La plupart du temps, une voix un peu grave me sort d’une situation à laquelle je n’ai pas encore appris à réagir : plutôt que d’essayer de travailler ma voix pour parfaire mon passing, je préfère rester dans un cadre où je peux faire entendre à l’autre qu’il s’est trompé. Quitte à me prendre un « Mais en fait t’es un mec ! » ou un « T’es gay ? » qui me crache l’abyssale stupidité du passant moyen pour qui l’orientation sexuelle recoupe les pratiques sexuelles, intérêts romantiques, identités de genre et pratiques de travestissement. C’est ce que j’ai fait avec le crado près du métro, et c’est comme ça qu’il a réagi. Typique.

De tout cela, il apparaît que :

  • j’ai un passing féminin…non désiré (et pourtant, vu ce que je porte, on peut pas dire que je l’aie pas cherché !) ;
  • en tant que femme, j’ai probablement l’air moche. Causes probables : plate, mal fringuée, sourcils épais, maquillage peu visible ou peau boutonneuse ombragée de traces pileuses, expression faciale de merde, coiffure de cul ;
  • les gens le remarquent, et se croient autorisés à se comporter comme des cons. Peut-être apparaît-il aussi que les gens sont des cons, mais nous ne nous avancerons pas.

Je prenais déjà conscience, de plus en plus, du harcèlement de rue, en raison de mes lectures un peu féministes sur la blogosphère. Pour un homme, essayer de concevoir ça, c’est déjà pas mal bouleversant, et je pense que tout le monde devrait savoir de quoi il s’agit. Mais l’expérimenter soi-même, ça décape !
Mais dans cette dernière expérience, je n’ai pas seulement vécu un harcèlement de rue. Ce que j’ai avant tout connu, c’est un jugement esthétique péremptoire et débile, exprimé par un parfait inconnu envers ma personne, m’expliquant violemment, en passant, sans raison, que je ne correspondait pas aux canons de beauté féminins. Que ni mon corps, ni mon visage n’étaient acceptables à ses yeux ; que j’étais 100% thon, et que je devais en éprouver de la culpabilité, voire, dépenser de l’argent afin d’être un objet sexuel désirable (parce que oui, être désirable aux yeux d’un crado à casquette, en froques dégueulasses et aux manières rustres au-delà de l’abjection, c’est plus qu’un but à atteindre dans la vie : c’est une nécessité intrinsèque pour toute personne possédant un vagin).

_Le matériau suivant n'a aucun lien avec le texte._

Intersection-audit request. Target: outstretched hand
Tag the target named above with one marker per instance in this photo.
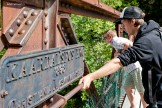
(86, 80)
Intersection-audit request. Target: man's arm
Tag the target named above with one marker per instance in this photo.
(105, 70)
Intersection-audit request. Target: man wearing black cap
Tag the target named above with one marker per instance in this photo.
(147, 49)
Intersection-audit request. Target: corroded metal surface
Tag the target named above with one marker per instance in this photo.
(27, 80)
(36, 3)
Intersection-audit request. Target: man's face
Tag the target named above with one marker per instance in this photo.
(108, 38)
(127, 26)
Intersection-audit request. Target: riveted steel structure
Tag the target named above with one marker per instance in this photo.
(42, 47)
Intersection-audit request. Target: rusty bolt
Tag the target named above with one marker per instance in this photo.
(4, 93)
(25, 14)
(11, 32)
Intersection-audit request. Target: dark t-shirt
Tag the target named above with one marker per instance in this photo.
(147, 49)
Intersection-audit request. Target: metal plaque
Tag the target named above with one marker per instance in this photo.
(26, 80)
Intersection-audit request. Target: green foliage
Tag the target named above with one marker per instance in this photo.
(112, 3)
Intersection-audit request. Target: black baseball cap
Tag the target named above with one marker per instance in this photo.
(129, 13)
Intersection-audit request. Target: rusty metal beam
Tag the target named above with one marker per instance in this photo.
(89, 8)
(36, 3)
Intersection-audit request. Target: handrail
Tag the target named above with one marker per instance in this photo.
(63, 100)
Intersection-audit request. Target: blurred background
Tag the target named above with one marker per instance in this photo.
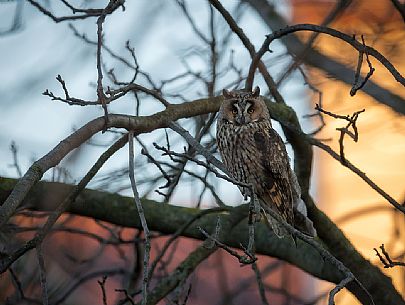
(170, 41)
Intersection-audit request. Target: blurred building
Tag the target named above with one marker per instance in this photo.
(366, 218)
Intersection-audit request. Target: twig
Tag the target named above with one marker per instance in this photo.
(387, 261)
(127, 296)
(102, 286)
(247, 259)
(39, 237)
(42, 275)
(145, 281)
(348, 275)
(260, 283)
(344, 130)
(329, 31)
(179, 231)
(271, 84)
(14, 151)
(100, 91)
(86, 13)
(356, 85)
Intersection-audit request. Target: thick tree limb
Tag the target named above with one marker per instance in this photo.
(318, 60)
(167, 219)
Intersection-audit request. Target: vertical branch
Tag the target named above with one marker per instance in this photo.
(142, 218)
(102, 286)
(42, 274)
(100, 91)
(260, 283)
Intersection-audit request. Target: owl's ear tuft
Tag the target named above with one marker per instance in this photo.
(256, 91)
(227, 93)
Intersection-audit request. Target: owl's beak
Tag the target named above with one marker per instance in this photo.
(240, 120)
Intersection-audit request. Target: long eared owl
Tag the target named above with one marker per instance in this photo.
(254, 153)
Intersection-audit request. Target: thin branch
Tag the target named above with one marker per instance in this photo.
(146, 256)
(332, 32)
(386, 260)
(357, 85)
(42, 275)
(260, 283)
(102, 286)
(41, 234)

Quelques réliques bien masculinistes bien connues posent de grands problèmes d’éthiques aux petits humoristes de soirée : « Tu préfères baiser une fille jolie de visage et avec un corps dégueulasse, ou l’inverse ? » Le commentaire de Mr C… avait pour but de me dévaloriser complètement sur les deux plans (moche de visage – dans sa totalité -, et n’ayant pas de boobs – même pas pettanko, quoi, nada ! -) en me renvoyant à ma condition d’être physique et non intellectuel. Raté pour lui : j’ai joué l’homme, réaffirmé ma voix, mon droit à parler, à ne pas être qu’un corps. À chaque fois que je parle d’une voix un peu plus grave que d’habitude à ceux qui me prennent pour une femme, j’espère leur transmettre mes conceptions intellectuelles sur le sexe et le genre des individus, sur la validité du discours intellectuel déployé par des non-hommes, d’un coup, comme un éclaircissement. Je l’espère, j’y crois, sur le moment ; inutile de me rappeler que je me fais des illusions.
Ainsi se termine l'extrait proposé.